En l’honneur du sympathique gastéropode, Le Carnet et les Instants est heureux et fier de proposer à ses lecteurs un grand Jeu de l’escargot. Construit sur le modèle du Jeu de l’oie, c’est un joli parcours, mais si certaines cases réservent des surprises agréables, d’autres présentent quelques embûches… Mais n’est-ce pas là le plaisir du jeu ? L’escargot se joue seul ou à plusieurs, avec ou sans dé. Le but de la partie est d’arriver le plus tard possible à la dernière case, en s’égarant le plus grand nombre de fois. Lorsqu’il tombe sur une case escargot, le joueur recule du même nombre de cases. Seuls d’insurmontables problèmes techniques ont empêché de donner à l’aire de jeu la forme souhaitable du colimaçon (mais nous faisons confiance à l’imagination du lecteur).

1. À La Louvière au mitan des années 50, il fait presque aussi triste qu’à Verviers où, au cri d’ « Ah c’qu’on s’emmerde ici !», André Blavier et Jane Graverol ont déclaré venue l’heure des Temps mêlés. Singulier privilège de la province belge (est-ce parce que la bourgeoisie locale y est plus bête qu’ailleurs, l’ennui du quotidien plus sensible ?) de faire naitre des foyers clandestins d’ébullition, en façon de riposte à la grisaille ambiante… Adoncques, fuyant la poussière des villes, André Balthazar et Pol Bury, alors libraire désinvolte et membre de Cobra, dénichent à Montbliard en Thiérache une masure insalubre dont ils font bientôt une Académie. L’Académie menant à tout à condition d’en sortir, rejouez une fois. 

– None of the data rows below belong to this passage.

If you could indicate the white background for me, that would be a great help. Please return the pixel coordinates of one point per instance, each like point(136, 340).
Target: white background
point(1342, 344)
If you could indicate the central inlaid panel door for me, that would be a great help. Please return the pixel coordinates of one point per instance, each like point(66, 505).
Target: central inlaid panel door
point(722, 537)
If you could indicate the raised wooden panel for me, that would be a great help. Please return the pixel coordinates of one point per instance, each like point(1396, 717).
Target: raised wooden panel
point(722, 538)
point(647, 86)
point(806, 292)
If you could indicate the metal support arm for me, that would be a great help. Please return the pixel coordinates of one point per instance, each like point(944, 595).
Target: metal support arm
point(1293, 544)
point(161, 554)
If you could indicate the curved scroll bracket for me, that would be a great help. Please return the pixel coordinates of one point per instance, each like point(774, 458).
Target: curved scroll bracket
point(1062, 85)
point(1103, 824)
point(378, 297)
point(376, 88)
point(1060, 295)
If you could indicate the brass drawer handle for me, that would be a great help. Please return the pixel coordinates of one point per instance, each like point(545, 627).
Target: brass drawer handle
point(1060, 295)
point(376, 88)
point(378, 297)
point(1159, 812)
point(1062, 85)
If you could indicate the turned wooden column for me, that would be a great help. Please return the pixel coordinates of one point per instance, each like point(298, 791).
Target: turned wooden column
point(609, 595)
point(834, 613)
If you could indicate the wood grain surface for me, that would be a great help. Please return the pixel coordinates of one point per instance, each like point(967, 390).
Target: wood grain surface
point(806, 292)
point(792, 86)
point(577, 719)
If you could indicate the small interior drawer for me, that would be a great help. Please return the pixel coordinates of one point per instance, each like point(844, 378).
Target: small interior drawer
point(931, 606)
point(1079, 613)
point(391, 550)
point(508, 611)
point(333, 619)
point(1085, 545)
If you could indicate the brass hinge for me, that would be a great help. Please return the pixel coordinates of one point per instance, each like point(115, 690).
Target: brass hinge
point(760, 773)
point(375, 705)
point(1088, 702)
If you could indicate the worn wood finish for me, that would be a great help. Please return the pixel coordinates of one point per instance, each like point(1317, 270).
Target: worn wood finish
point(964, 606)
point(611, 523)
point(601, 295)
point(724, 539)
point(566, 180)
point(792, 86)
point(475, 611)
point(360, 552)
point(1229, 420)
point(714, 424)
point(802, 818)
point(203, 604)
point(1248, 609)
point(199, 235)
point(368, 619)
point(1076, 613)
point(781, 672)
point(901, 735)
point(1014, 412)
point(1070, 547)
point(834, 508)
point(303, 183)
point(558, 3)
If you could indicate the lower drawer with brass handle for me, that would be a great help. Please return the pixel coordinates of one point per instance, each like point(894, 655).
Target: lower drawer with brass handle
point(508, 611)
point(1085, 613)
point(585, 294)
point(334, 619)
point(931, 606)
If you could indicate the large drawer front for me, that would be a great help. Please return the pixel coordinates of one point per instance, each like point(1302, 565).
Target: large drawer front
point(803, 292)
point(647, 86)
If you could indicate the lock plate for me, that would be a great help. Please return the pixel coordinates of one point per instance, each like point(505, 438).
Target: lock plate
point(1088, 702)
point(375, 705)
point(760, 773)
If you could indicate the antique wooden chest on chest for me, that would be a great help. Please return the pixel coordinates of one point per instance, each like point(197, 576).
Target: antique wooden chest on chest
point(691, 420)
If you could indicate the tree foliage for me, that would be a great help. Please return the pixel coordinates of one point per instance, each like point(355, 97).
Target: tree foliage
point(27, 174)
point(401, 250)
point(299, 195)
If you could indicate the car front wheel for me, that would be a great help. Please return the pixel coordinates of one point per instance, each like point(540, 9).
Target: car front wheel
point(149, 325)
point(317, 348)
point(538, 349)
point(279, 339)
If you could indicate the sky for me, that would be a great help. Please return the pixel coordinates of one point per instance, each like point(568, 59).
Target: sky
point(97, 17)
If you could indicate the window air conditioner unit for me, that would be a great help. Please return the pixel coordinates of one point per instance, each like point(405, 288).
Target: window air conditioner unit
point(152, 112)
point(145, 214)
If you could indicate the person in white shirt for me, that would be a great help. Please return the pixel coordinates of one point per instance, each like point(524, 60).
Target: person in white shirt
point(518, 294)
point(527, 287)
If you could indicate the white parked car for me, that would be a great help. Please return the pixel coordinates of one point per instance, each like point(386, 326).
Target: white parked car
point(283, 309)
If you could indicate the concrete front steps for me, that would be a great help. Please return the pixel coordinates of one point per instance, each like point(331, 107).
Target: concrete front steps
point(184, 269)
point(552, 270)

2. Institution aux « statuts souples», aux « mobiles imprécis», ce cénacle du dimanche a tout de l’école buissonnière. Les séances essentiellement récréatives réunissent, outre nos deux compères, Achille Chavée, Marcel Havrenne et Paul Colinet, esprits rompus s’il en est au « charme de l’inopiné », et au « vertige de l’imperceptible ». Entre les parties de boule et les spéculations collectives, la pensée Bul nait presque par mégarde et nos académiciens s’empressent de ne pas la définir. Méditez sur le brin d’herbe et passez votre tour.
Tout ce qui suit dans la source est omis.